Antes de apontar o facto de também o PCP, “com quem [os socialistas] articularam todo o Orçamento”, ter votado favoravelmente a proposta do BE, o líder do PSD considerou que, “se o Governo quiser ir para uma batalha legal, tem todo o direito”.
“Para mim é indiferente de quem é a proposta: quando é do Chega dizem que sou fascista, quando é do BE se calhar sou comunista, mas eu vou pela justeza das propostas”, rematou.

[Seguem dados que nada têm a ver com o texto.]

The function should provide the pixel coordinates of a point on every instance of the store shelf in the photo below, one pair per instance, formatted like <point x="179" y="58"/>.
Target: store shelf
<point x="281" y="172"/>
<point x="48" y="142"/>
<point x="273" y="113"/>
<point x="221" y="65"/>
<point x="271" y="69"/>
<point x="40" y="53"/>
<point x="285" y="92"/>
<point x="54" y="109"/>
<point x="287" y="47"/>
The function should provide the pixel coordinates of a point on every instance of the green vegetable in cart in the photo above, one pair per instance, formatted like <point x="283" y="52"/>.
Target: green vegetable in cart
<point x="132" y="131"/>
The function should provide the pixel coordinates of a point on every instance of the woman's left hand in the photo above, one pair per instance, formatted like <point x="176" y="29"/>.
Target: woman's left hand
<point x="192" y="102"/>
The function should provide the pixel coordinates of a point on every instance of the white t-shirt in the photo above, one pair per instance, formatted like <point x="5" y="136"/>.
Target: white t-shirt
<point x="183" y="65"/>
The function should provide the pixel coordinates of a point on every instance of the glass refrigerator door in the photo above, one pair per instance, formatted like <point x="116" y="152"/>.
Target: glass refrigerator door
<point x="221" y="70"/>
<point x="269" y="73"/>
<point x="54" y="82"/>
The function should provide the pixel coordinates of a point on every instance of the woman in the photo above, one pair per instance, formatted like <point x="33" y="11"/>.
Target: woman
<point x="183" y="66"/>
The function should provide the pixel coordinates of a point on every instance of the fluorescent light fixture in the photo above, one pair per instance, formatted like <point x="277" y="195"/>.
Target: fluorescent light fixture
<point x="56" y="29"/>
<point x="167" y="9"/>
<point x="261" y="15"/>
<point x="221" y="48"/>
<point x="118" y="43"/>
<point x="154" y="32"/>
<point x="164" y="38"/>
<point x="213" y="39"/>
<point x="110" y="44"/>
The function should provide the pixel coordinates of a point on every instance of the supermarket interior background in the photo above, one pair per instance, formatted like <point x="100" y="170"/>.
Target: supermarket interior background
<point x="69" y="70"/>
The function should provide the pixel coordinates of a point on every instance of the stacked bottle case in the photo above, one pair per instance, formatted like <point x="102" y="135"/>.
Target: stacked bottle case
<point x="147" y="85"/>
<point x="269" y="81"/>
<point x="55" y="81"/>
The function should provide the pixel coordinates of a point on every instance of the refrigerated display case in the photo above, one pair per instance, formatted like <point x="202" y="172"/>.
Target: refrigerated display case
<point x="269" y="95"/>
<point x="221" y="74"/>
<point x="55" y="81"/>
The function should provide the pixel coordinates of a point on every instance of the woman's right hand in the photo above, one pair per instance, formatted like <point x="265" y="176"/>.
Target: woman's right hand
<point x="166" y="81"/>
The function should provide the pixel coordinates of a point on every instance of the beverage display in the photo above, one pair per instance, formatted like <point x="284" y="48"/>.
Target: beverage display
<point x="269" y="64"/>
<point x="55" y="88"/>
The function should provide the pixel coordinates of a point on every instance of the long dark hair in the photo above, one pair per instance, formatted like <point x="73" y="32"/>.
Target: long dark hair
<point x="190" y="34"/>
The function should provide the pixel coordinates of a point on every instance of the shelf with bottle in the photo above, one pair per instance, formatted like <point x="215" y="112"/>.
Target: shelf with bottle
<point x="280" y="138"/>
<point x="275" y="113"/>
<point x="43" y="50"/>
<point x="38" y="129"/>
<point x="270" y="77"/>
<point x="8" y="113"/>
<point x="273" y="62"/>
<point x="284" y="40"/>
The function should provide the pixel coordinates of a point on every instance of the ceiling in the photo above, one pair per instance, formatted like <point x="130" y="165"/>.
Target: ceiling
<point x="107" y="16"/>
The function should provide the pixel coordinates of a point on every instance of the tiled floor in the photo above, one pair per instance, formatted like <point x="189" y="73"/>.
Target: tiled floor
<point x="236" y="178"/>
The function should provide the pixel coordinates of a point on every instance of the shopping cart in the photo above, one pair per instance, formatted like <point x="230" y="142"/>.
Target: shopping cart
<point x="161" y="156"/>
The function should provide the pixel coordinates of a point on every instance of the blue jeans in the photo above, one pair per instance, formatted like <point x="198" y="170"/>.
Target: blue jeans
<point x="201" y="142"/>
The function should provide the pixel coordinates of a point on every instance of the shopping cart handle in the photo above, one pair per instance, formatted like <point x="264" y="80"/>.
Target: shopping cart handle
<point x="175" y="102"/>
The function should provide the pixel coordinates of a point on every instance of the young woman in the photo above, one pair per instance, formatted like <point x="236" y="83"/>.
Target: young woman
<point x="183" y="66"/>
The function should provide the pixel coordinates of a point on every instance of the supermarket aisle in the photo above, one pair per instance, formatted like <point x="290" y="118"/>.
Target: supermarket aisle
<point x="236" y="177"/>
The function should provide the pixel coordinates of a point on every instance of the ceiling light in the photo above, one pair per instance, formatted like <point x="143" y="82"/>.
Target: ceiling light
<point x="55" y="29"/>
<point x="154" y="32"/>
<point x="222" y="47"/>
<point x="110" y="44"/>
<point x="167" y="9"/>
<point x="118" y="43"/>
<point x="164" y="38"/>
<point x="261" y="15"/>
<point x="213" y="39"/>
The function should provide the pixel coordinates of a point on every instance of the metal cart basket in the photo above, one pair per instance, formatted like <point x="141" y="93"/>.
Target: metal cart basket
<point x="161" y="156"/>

A proposta do Bloco de Esquerda passou com os votos a favor de PSD, PCP, PEV e Joacine Katar Moreira, deputada não inscrita. PS, Iniciativa Liberal, a deputada não inscrita Cristina Rodrigues votaram contra, ao passo que CDS-PP, PAN e Chega escolheram a abstenção.
Costa contacta Banco Central Europeu
Entretanto, o primeiro-ministro fez saber no Twitter que já contactou a presidente do Banco Central Europeu, Christine Lagarde, a propósito deste dossier.
#Portugal é um Estado de direito que cumpre as suas obrigações contratuais. Falei com a Presidente do BCE, @Lagarde, a quem garanti o escrupuloso cumprimento dos compromissos assumidos no quadro da venda do Novo Banco. pic.twitter.com/Noas8HjOr7
— António Costa (@antoniocostapm) November 26, 2020
"Portugal é um Estado de Direito que cumpre as suas obrigações contratuais", reiterou António Costa num tweet também reproduzido em inglês, acrescentando que garantiu a Lagarde "o escrupuloso cumprimento dos compromissos assumidos no quadro da venda do Novo Banco".